Hong Kong home prices edged up in June, as softer interbank rates helped ease mortgage burdens, according to property consultancy Knight Frank.
Smaller and mid-sized flats continued to outperform, buoyed by resilient demand from owner-occupiers, and two- to three-bedroom units made up over 80 percent of total transactions, said Martin Wong, senior director and head of research and consultancy at Knight Frank Greater China.
In contrast, buyers remained cautious toward larger and luxury homes, where activity was limited to sporadic deals, Wong noted.
Home prices fell about 0.9 percent in the first half but have stabilized now, according to Wong. Buyers prefer new homes as developers align pricing with market conditions, while the secondary market remains subdued.

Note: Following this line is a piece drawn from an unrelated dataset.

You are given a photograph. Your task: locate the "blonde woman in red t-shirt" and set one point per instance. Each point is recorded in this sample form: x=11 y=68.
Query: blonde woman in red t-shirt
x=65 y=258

He expects market sentiment to improve in the second half of the year, helped by developers stepping up efforts to clear unsold inventory, a gradual drop in the volume of unsold units, and the prospect of lower interest rates, all of which could help stimulate demand.
Wong forecasts total private residential transactions, including new and second-hand homes, to reach 58,000 to 60,000 this year, with primary market deals comprising about 40 percent. Overall home prices are expected to remain flat or decline slightly.
He also anticipates a steady rental trend that may hit a record high, with increases of 3 to 5 percent, slightly above last year's 3.5 percent rise.